The Sundarbans is one of the largest mangrove forests in the world, covering an area of 140,000 hectares. It is a cluster of low-lying islands in the Bay of Bengal, spread across India and Bangladesh. It is an archipelago of 102 islands. Out of these 102 islands, 54 are inhabited by people.
In 1757, East India Company took all rights of Sundarbans from Mughal Emperor Alamgir II. The Sundarbans National Park was declared a UNESCO World Heritage in 1987.
Quick Facts: –
- The Sundarbans is also known as the Green Delta, which is formed by the amalgamation of two famous rivers, Brahmaputra and Ganga.
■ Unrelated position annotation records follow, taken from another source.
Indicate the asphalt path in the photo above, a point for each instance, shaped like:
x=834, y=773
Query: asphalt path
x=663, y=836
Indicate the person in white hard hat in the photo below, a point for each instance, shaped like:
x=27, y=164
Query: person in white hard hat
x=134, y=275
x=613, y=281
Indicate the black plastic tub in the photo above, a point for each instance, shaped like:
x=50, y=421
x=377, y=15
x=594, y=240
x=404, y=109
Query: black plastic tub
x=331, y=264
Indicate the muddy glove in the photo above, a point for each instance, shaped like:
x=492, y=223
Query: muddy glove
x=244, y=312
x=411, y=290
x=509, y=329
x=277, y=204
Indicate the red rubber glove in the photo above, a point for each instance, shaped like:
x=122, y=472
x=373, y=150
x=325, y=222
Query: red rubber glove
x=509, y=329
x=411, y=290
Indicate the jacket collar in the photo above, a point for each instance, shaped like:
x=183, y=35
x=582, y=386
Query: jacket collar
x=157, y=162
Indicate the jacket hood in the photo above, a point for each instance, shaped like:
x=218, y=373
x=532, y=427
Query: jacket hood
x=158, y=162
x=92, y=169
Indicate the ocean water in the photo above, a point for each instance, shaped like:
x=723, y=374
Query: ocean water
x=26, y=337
- This mangrove forest supports 334 species of plants, 8 species of amphibians, 44 species of fishes, 53 species of reptiles, 315 species of birds, 49 species of mammals.
- The Sundarbans Jungle has been named after the large mangrove trees Sundari.
- This national Forest has the largest Fishery Board in India. It covers a total area of 50 hectares.
- This rainforest is a renowned place for tiger conservation under the Tiger Project. It is estimated to have 400 majestic and fiery Royal Bengal Tigers.
- Waterways are the main mode of transportation from one island to the other.
- Gosaba is the biggest and the last inhabited island on the Indian part of this large mangrove forest.
- Sundarban is one of the poorest and most densely populated regions of South Asia. It has a population of about 8 million.
- This region experiences high and low tides two times in a day.
- This national forest is being considered for being listed among the New Seven Wonders of Nature.